Deutschstämmige Mütter setzen auf die deutsche Justiz, um Gerechtigkeit für ihre ermordeten Kinder zu erreichen

Die Bilder sind auch heute noch eindrucksvoll: Frauen mit weißen Kopftüchern und entschlossenem Gesichtsausdruck drehen seit 28 Jahren unverdrossen ihre Runden auf der Plaza de Mayo in Buenos Aires, halten Fotos ihrer verschwundenen Kinder in die Höhe und fordern Auskunft über deren Verbleib. Einige dieser Mütter sind vor den Nationalsozialisten geflohene Jüdinnen deutscher Abstammung und haben ihre Hoffnungen auf die deutsche Justiz gesetzt, um die am Tod ihrer Söhne und Töchter schuldigen Mitglieder der argentinischen Militärdiktatur zur Verantwortung zu ziehen. Im Sommer vergangenen Jahres bekamen diese Hoffnungen einen Dämpfer, die Staatsanwaltschaft Nürnberg-Fürth stellte die Verfahren wegen Nichtzuständigkeit der deutschen Justiz ein.

"Traurig und unangemessen und juristisch nicht überzeugend", findet der Berliner Rechtsanwalt Wolfgang Kaleck die Argumentation der Staatsanwaltschaft und legte Beschwerde dagegen ein, die Verfahren einzustellen. Kaleck ist Sprecher der "Koalition gegen Straflosigkeit", einer Organisation von Menschenrechtlern und Anwälten, die sich um die Ahndung der Verbrechen der argentinischen Junta bemüht. Er vertritt in fünf Fällen Angehörige deutsch-jüdischer Abstammung von Opfern der Diktatur (1976 - 1983).

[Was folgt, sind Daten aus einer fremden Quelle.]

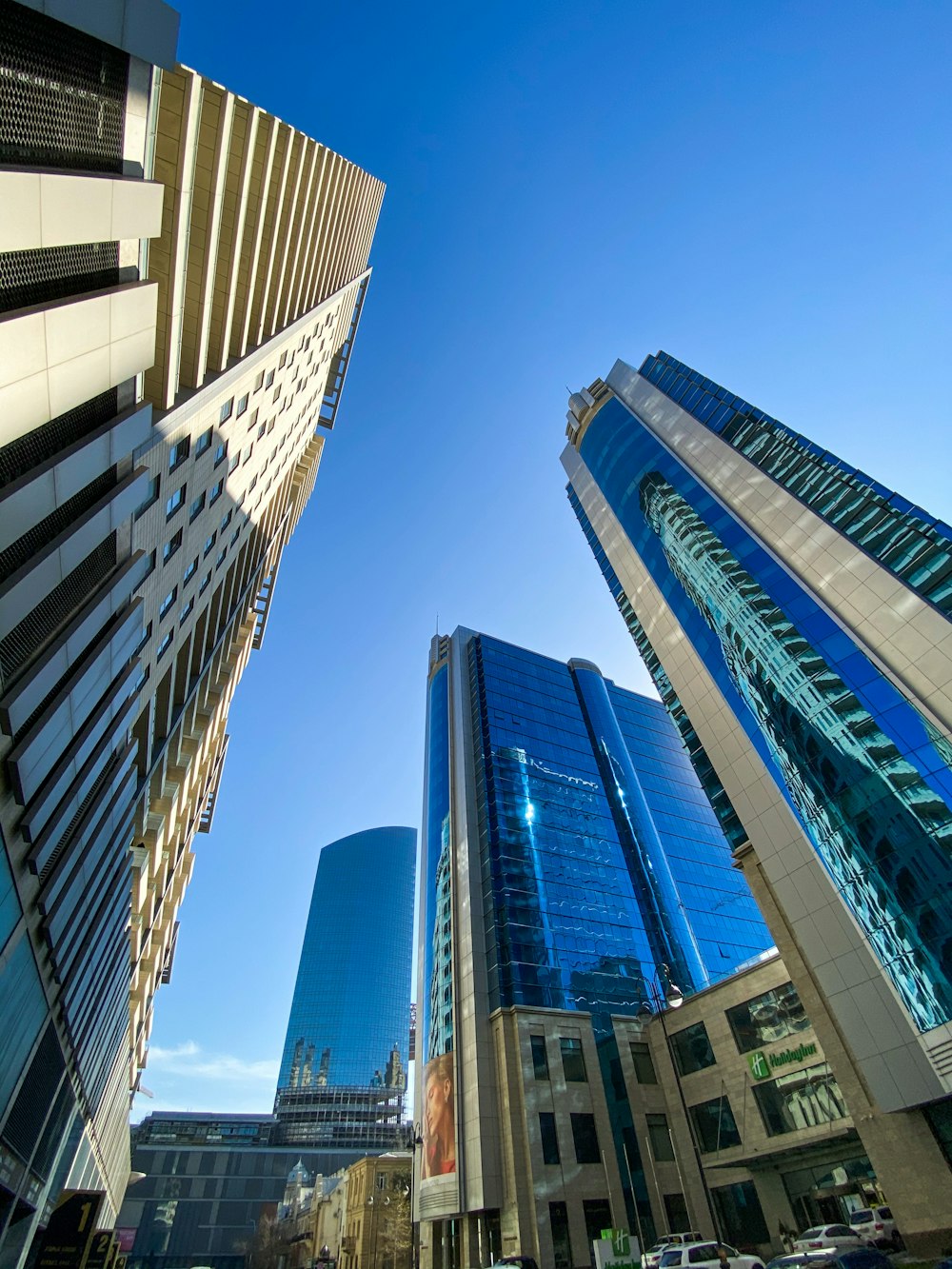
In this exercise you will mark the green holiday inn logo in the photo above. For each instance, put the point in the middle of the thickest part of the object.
(761, 1063)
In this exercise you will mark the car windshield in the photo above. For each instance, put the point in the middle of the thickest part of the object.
(863, 1258)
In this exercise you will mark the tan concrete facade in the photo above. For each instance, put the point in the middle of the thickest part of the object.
(377, 1231)
(837, 1154)
(159, 439)
(769, 1164)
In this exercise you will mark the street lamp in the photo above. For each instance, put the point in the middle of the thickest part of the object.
(662, 1001)
(415, 1142)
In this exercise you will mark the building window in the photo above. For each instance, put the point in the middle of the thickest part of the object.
(802, 1100)
(168, 602)
(642, 1061)
(540, 1059)
(585, 1140)
(598, 1216)
(692, 1050)
(150, 567)
(171, 545)
(742, 1218)
(573, 1061)
(768, 1018)
(179, 453)
(174, 503)
(147, 636)
(677, 1212)
(715, 1126)
(562, 1241)
(550, 1139)
(151, 496)
(661, 1138)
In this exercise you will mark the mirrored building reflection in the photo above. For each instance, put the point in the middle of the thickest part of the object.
(573, 868)
(342, 1081)
(795, 616)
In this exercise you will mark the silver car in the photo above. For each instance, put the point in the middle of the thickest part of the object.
(878, 1226)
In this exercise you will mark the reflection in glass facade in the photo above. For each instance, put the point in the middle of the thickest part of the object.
(768, 1018)
(601, 857)
(863, 769)
(803, 1100)
(349, 1021)
(592, 858)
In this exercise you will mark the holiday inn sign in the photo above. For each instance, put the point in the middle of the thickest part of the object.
(762, 1065)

Die Kläger hätten durch die nationalsozialistische Gesetzgebung ihre deutsche Staatsbürgerschaft verloren und sich auch nach Ende des "Dritten Reichs" nicht um eine Wiedereinbürgerung bemüht, begründet die Staatsanwaltschaft Nürnberg-Fürth ihre Nichtzuständigkeit. "Den Juden wurde zu Unrecht aufgrund nichtiger Gesetze die Staatsbürgerschaft entzogen", hält Kaleck dagegen. Nicht nur aus moralischen, sondern auch aus juristischen Gründen müsse der Nazigesetzgebung die Geltung als Recht abgesprochen werden, so dass man davon ausgehen könne, dass eine Ausbürgerung nicht stattgefunden habe. Zudem würde die Behandlung anderer Gruppen - wie beispielsweise die der Vertriebenen - zeigen, wie sehr die Staatsangehörigkeit Auslegungssache sei.

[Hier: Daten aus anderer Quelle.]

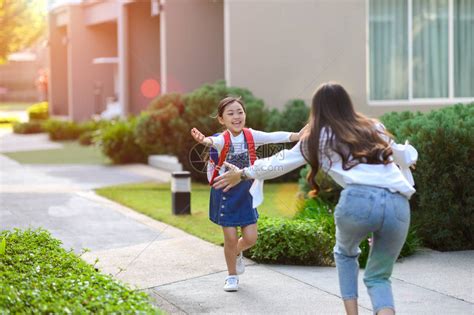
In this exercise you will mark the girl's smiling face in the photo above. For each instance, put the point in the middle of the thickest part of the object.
(233, 118)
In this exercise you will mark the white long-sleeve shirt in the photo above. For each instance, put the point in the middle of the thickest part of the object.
(238, 142)
(390, 176)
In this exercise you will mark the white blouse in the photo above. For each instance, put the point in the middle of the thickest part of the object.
(390, 176)
(238, 143)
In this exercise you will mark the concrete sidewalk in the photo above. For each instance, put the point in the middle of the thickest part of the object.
(184, 274)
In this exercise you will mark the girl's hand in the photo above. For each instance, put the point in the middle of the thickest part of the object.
(199, 137)
(303, 130)
(229, 179)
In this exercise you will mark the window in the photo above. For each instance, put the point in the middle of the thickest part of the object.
(421, 50)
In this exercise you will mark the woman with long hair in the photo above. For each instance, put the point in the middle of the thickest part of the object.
(360, 156)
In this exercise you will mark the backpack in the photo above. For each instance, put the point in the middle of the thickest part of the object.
(216, 161)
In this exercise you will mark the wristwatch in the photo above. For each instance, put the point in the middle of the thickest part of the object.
(243, 176)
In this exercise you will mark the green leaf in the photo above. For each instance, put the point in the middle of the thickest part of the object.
(2, 247)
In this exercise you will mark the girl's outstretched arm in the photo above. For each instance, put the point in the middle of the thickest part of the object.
(274, 166)
(201, 138)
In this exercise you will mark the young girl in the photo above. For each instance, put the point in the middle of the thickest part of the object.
(360, 156)
(233, 208)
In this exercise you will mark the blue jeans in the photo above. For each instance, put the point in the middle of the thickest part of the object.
(362, 210)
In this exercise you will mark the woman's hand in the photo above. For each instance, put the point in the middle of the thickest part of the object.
(199, 137)
(229, 179)
(295, 137)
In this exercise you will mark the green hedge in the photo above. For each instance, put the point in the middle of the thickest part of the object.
(117, 141)
(37, 276)
(62, 130)
(201, 106)
(443, 207)
(329, 190)
(309, 238)
(287, 241)
(154, 132)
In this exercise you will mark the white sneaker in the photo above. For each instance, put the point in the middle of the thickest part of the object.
(240, 265)
(231, 284)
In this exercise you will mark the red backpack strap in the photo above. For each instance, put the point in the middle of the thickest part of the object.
(251, 145)
(222, 156)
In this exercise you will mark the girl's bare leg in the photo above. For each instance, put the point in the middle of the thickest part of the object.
(248, 239)
(351, 307)
(230, 248)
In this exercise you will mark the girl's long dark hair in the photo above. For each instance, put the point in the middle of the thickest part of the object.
(351, 135)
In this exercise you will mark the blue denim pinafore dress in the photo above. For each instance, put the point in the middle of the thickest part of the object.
(233, 208)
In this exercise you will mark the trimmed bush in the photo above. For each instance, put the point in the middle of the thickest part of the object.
(294, 116)
(318, 210)
(38, 111)
(154, 132)
(174, 100)
(201, 106)
(37, 276)
(62, 130)
(329, 192)
(443, 207)
(287, 241)
(87, 138)
(117, 141)
(30, 127)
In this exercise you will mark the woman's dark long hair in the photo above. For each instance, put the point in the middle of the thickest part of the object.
(352, 135)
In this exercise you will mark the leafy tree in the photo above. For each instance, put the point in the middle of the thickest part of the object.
(22, 22)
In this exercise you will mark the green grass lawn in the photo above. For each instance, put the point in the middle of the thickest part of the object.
(71, 153)
(154, 200)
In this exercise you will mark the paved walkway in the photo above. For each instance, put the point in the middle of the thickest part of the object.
(184, 274)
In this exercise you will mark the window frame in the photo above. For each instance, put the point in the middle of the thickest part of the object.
(451, 99)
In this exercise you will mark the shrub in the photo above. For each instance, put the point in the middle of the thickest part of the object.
(30, 127)
(117, 141)
(37, 276)
(174, 100)
(38, 111)
(201, 105)
(154, 132)
(292, 241)
(318, 210)
(62, 130)
(87, 138)
(294, 116)
(443, 207)
(329, 190)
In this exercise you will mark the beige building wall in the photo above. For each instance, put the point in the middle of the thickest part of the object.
(194, 43)
(85, 43)
(144, 52)
(284, 49)
(58, 85)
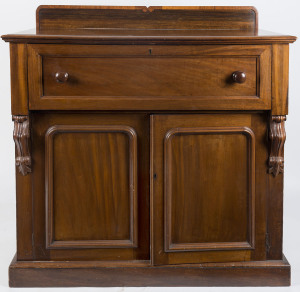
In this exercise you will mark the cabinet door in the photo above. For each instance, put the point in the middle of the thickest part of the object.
(208, 188)
(91, 186)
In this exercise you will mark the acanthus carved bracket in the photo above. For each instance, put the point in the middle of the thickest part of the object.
(277, 137)
(21, 138)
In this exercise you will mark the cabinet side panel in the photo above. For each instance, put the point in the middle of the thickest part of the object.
(280, 79)
(19, 88)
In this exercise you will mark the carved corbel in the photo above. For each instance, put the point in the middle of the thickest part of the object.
(277, 137)
(21, 138)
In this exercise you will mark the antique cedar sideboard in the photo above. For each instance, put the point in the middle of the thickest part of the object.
(149, 147)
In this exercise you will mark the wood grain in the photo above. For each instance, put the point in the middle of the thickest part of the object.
(167, 78)
(101, 204)
(280, 79)
(19, 84)
(92, 182)
(142, 17)
(194, 157)
(192, 218)
(22, 140)
(87, 274)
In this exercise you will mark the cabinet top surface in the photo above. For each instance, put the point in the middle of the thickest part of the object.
(110, 24)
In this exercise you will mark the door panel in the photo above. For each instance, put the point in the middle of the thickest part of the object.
(96, 206)
(203, 191)
(105, 196)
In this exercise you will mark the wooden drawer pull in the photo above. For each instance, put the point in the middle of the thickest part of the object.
(61, 77)
(239, 77)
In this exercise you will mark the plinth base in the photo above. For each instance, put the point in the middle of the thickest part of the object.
(136, 274)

Anders argumentiert der Leiter der Justizpressestelle am Oberlandesgericht Nürnberg, Bernhard Wankel: Da viele Juden, die das nationalsozialistische Deutschland verlassen hätten, die deutsche Staatsbürgerschaft gar nicht hätten behalten wollen, habe der Gesetzgeber in diesen Fällen eine Beantragung als Voraussetzung für den deutschen Pass festgeschrieben. In den abgewiesenen Fällen sei bis auf einen Fall ein Antrag auf deutsche Staatsbürgerschaft nie gestellt worden. "Es gibt allerdings einen Konflikt zwischen einem formellen und einem materiellen Begriff der Staatsangehörigkeit", gesteht auch Wankel ein. Bisher sei die formelle Interpretation üblich gewesen. "Aber das heißt nicht, dass sich das nicht auch um 180 Grad wenden kann. Da gibt es zwei verschiedene Rechtsauffassungen und für beide gute Argumente", sagt Wankel und hält die Entscheidung des Oberlandesgerichts Nürnberg über die eingereichte Beschwerde für "offen". Bis zu einem Urteil könnten jedoch noch Monate vergehen. Ein zu großer Zeitrahmen für die betagten Mütter der Junta-Opfer.

Eine von ihnen ist Ellen Marx. Bei einem Besuch vor zwei Jahren in Berlin konnte sie noch ausführlich über ihre Tochter Nora erzählen. Inzwischen ist die 84-Jährige gesundheitlich schwer angeschlagen, auch ein Telefongespräch ist nicht mehr möglich. Ellen Marx flüchtete 1939 als 18-Jährige vor dem NS-Regime nach Argentinien, die Zeit der Militärdiktatur war für sie ein schlimmes "Déjà-vu-Erlebnis". "Dass eine Regierung eine bestimmte Anzahl von Personen tötet, denen sie das Recht abspricht zu leben, habe ich schon zwei Mal erlebt", sagte die Jüdin.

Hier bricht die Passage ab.